Plus in 2021, many democracies experienced a weakening of their systems, which has increased distrust among citizens. (None of the respondents from the developed countries believe their families and themselves will be better off in five years’ time.)

For the fourth year in a row, business is once again the world’s most trusted of the four institutions that the Barometer measures: government, business, NGOs, and the media. Business, at 61% overall, now leads government by a 53-point margin on competence and a 26-point margin on ethics.

And who’s the most trusted within business? “My Employer” at 77%. And the overall media most trusted? Communication from “my employer” at 65%. These two results illustrate the importance of the employer/employee relationship – the most trustworthy relationship that Edelman measures. (By the way, Edelman has been conducting this survey since 2000.)

Respondents also showed closer bonds with their co-workers and their neighbors, and less with outsiders living in other regions, states, and countries.

Employees aren’t the only ones who trust their bosses. Respondents overall this year said they want more leadership from business, namely expecting CEOs to speak out on social issues and play a role in societal change. For example, 81% want CEOs to discuss public policy, including explaining their company’s actions toward solving society’s problems.

The big questions are:

  • Do CEOs and their teams want to take on this role?
  • Are they prepared?
  • And can they do it?

Edelman’s point of view is that “business’ societal role is here to stay.” But business cannot do this job on its own. Companies must work with other institutions to make fixes and restore belief in systems.
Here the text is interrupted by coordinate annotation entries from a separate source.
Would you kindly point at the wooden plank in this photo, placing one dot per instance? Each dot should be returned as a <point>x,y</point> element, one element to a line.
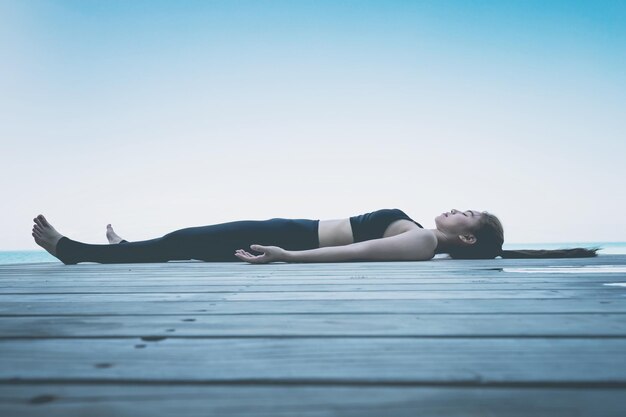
<point>306,400</point>
<point>112,307</point>
<point>321,324</point>
<point>186,287</point>
<point>604,292</point>
<point>408,360</point>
But Edelman isn’t the boss of business, certainly not of all of the CEOs who may be reluctant to take center stage on societal issues. Or, for that matter, any CEOs still hesitant to step forward and partner with government, NGOs, and media to effect change.

Yet, if CEOs don’t take the initiative to serve all their stakeholders – customers, employees, communities, and investors – how can we break this cycle of distrust?

Dave Samson, Edelman’s Global Vice Chair, Corporate Affairs who joined the PR firm in 2020 after a distinguished career in several blue-chip companies, makes an eloquent pitch for businesses to become a stabilizing force. In particular, Samson writes that CEOs and their leadership team need to:

  • Double down on purpose and ESG at the core of their business strategy.
  • Actively work to address society’s most pressing issues, such as climate change, by decarbonizing their operations and supply chains, moving from pledges to action.
  • Partner across institutions — government, NGOs, and media — to forge common ground, foster innovation and drive impact.
  • Lead with trustworthy and quality information, modeling responsible communication.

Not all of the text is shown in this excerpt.